Historians, Doctors, and the History of Medicine

I assiduosly follow the listserv MEDMED-L (Medieval Medicine). The list manager is Monica Green, Professor of History at Arizona State University. Professor Green oversees a lively conversation that covers not only the history of medieval medicine, but also a general academic “take” on all matters medicohistorical. It gives me, a non-academic, insight into trends in historiography. She also posts occasional rants or pet peeves.

 In her most recent of the latter, Professor Green cites a recent blogpost in which the British classicist Helen King describes “a particularly fine case of Bad History” in a newly published medical textbook. Professor Green takes the story and runs with it, observing that a relevant piece of historical scholarship never made its way into PubMed, a definitive bibliography for medical researchers. She concludes, “So, this is what we’re up against when we’re talking about the invisibility of humanistic work. We’ve talked about this on MEDMED-L multiple times, but even with Google and Google Scholar, it seems that people simply won’t step outside of certain boundaries when it comes to bibliography”. She means that mainstream medical authors don’t do a good job of researching and understanding historical aspects of their discipline.

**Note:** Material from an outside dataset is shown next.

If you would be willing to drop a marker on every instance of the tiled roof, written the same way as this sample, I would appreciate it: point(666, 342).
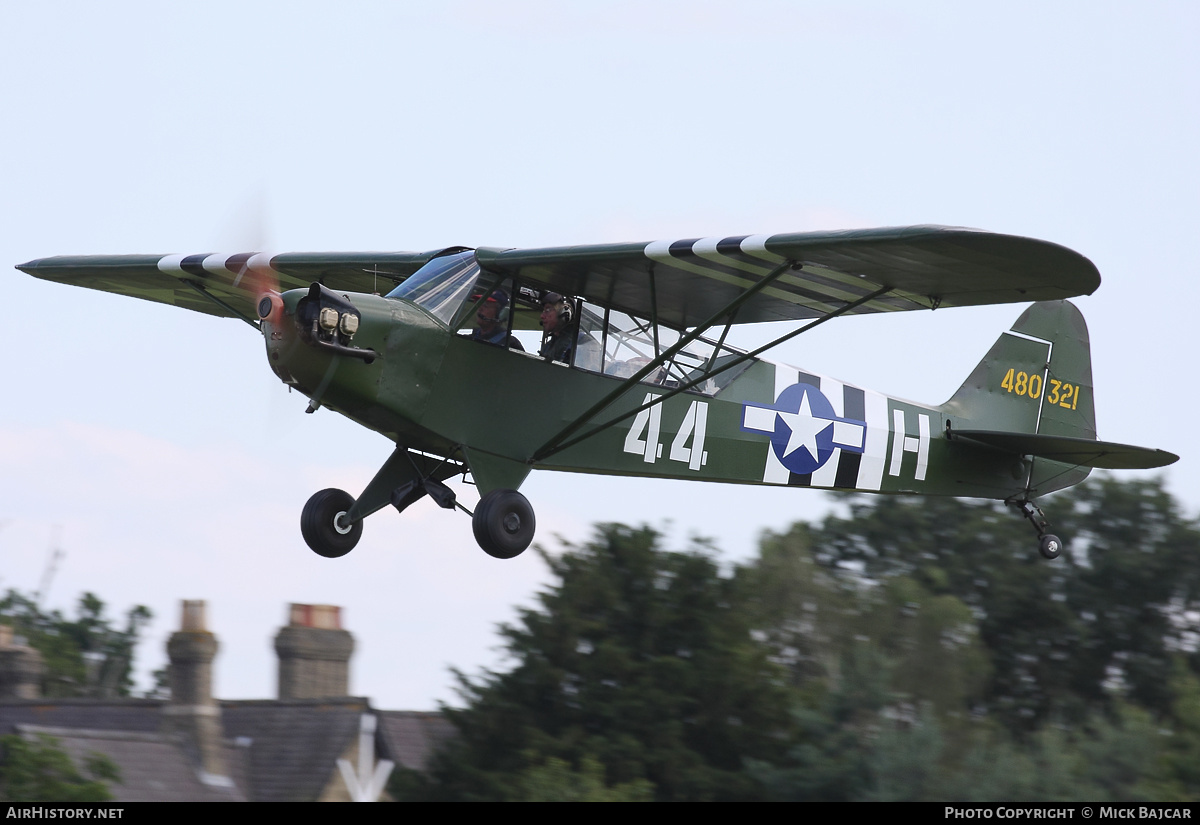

This state of affairs is ironic because physicians themselves “discovered” medical history in the modern west. Early in the 20th century, men like William Osler, who was classically trained, and Fielding Garrison, a pioneer in the history of military medicine, cited their history direct from Greek and Latin. Two of the most renowned mid-century historians of medicine were physicians: Henry Sigerist mastered 14 languages – including Arabic, Sanskrit and Chinese – which he applied to his study. Unfortunately, he died of a stroke long before he had completed his work. More durable was Owsei Temkin, another physician giant in the history of medicine. Russian born and German trained, Dr Temkin held forth as Professor of History of Medicine at John’s Hopkins, publishing his last book just a year before he died at 99. 

By around mid-twentieth century, PhD historians had also discovered medical history, and since that time, have come to dominate all aspects of the discipline, and justifiably so: they bring training in historical techniques, and, almost as importantly, the linguistic skills necessary to probe the ancients. That’s not to say physicians have left the field entirely. For instance, Howard Markel, MD., PhD, Professor of the History of Medicine at the University of Michigan is well known and well regarded, and has published more than 100 articles and reviews, and written or edited 10 books. Nevertheless, it’s pretty clear – despite protestations* to the contrary – that a PhD / MD divide exists in the production (and use?) of medical history. And, at least by the example cited here, MDs may not be doing such a good job of citing their own history, especially if that history is not found in the medical (vice historical) literature.

What to do? Professor Green says that relevant historical writing needs to find its way into standard medical research bibliographies. Surely, if the National Library of Medicine owns a volume, it should be listed in PubMed. In addition, medical editors should, as a matter of policy, insist that works containing historical references be subjected to rigorous peer review – by historians. Professor Green closes, I’m not sure how relevantly, “Hence the value of blogs, which erase the scholarly / popular [shall I say ‘PhD / MD”] divide.”

The perspective physicians and other medical professionals bring to the medicohistorical enterprise  lends a vitality that dry historicism cannot. Even if we don’t have the skills or inclination to research and write medical history, our most human of professions calls on us to portray it with exemplary accuracy, and I might add, with extraordinary passion.  We need to make it part of our way of thinking.

*The American Association for the History of Medicine, “a professional association of historians, physicians, nurses, archivists, curators, librarians, and others…” was founded in 1925 by a group of physicians. Some years ago, I attended the traditional Clinicians Historians’ Breakfast at an AAHM annual meeting. There, much bonhomie was generated around the importance of doctors to the medical historical enterprise. “After all, doctors create the history, and their presence provides verisimilitude to the undertaking”, people seemed to say. I’m not so sure the majority of attendees actually believed this, and I think that’s a good part of why a PhD / MD divide exists.